Timidamente fez nova tentativa, uma mulher de vestido laranja. "Por favor, moça." Algo nela lembrava a sua mãe, talvez o sorriso. Sorrisos eram coisas raras na sua vida e o de sua mãe ainda guardava um lugar nos seus sonhos. "Você pode ir comigo até a farmácia para comprar um xampu? Eu lhe pago dez reais."

"Não precisa me pagar nada. Mas por que você precisa de mim?" A mulher olhou-a nos olhos.

"Ninguém respeita morador de rua, moça. Já me enxotaram de lá, xigando. Eu só queria um xampu ou um sabonete."

"Tudo bem. Vem comigo." A mulher pegou-a pela mão e conduziu até a farmácia. Pararam em frente à prateleira de xampus. "Qual você quer?"

Carolaine correu os olhos pelos frascos coloridos. Ali tinha um de pêssego de uma marca famosa, valeria um bom dinheiro na troca. Ao menos naquela noite, ela poderia se esquecer do mundo e viajar para dentro da sua cabeça. Apontou para a embalagem transparente com tampa amarela. A mulher assentiu com a cabeça e puxou-a até o caixa. Carolaine mantinha os olhos nos dedos dos pés encardidos sem coragem de encarar a mulher do caixa, cujas palavras ainda ecoavam nos seus ouvidos. "Sai daqui, aberração!"

De volta à rua a mulher colocou-lhe a sacola de plástico com o frasco de xampu entre as mãos, olhou-a nos olhos e perguntou: "Qual o seu nome?"

"Carolaine."

"Feliz Ano Novo, Carolaine. Seus olhos tem cor de esperança! São lindos!" Abraçou-a com força. "Que as coisas mudem para você." Sussurrou ao seu ouvido.

Incrédula, Carolaine retribuiu ao abraço. Há tempos não era acolhida assim. Lembrou-se de sua mãe, do colo de quando era pequena. "Para você também." Sorriu, mostrando os dentes comidos pelos maus tratos.

A moça partiu em seu vestido esvoaçante. Caroline admirava a sua graça displicente. "Espere, qual o seu nome?"

A mulher virou-se com um olhar malicioso, "Luiz, mas todo mundo me chama de Lu." Piscou e desapareceu no meio do povo. A multidão de branco dançava ao ritmo baiano, festejando a partida do ano que terminava.

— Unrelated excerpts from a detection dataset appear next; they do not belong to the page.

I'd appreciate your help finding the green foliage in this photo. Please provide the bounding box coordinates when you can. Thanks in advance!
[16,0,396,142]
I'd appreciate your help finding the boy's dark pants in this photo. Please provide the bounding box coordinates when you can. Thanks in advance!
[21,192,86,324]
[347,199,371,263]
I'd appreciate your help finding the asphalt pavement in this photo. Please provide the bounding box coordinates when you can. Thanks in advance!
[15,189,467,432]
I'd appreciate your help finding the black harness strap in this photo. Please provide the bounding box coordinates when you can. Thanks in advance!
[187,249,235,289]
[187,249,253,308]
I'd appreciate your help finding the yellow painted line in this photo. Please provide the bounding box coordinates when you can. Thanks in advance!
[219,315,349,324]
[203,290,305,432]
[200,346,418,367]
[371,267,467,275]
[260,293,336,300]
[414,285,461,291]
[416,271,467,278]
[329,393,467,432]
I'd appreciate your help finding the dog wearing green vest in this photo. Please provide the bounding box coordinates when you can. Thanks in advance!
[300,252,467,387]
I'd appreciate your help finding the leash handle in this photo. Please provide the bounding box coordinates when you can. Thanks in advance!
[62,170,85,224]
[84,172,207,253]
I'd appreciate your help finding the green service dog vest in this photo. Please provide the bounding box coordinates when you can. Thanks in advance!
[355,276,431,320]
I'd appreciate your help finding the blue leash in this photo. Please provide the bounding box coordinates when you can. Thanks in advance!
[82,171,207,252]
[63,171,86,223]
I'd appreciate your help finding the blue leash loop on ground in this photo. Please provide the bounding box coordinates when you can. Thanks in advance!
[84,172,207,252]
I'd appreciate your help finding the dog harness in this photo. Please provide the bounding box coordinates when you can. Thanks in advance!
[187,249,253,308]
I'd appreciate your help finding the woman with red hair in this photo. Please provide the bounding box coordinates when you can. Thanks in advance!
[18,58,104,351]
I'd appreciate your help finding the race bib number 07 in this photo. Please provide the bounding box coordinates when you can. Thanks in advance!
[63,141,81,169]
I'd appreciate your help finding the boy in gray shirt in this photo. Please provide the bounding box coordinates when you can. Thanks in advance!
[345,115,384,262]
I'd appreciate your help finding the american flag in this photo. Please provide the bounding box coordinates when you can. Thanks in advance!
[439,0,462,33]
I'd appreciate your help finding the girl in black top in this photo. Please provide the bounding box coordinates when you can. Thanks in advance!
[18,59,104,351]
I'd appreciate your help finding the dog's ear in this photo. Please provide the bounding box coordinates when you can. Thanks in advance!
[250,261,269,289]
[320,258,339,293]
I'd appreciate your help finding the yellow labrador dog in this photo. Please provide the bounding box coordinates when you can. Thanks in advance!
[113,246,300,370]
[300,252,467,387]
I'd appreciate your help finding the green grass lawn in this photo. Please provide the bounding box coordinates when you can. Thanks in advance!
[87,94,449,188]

Caroline abriu a sacola e pegou o xampu, avaliando-o. Facilmente o trocaria por uma garrafa de cidra para celebrar o ano novo. Embaixo do frasco, um cartão de visitas. Carolaine franziu o cenho e tirou-o de dentro do pacote. Nele repousava muito mais que número de telefone.

Lu, Assistente Social. Feliz Ano Novo, Carolaine! As coisas podem ser diferentes. Me liga!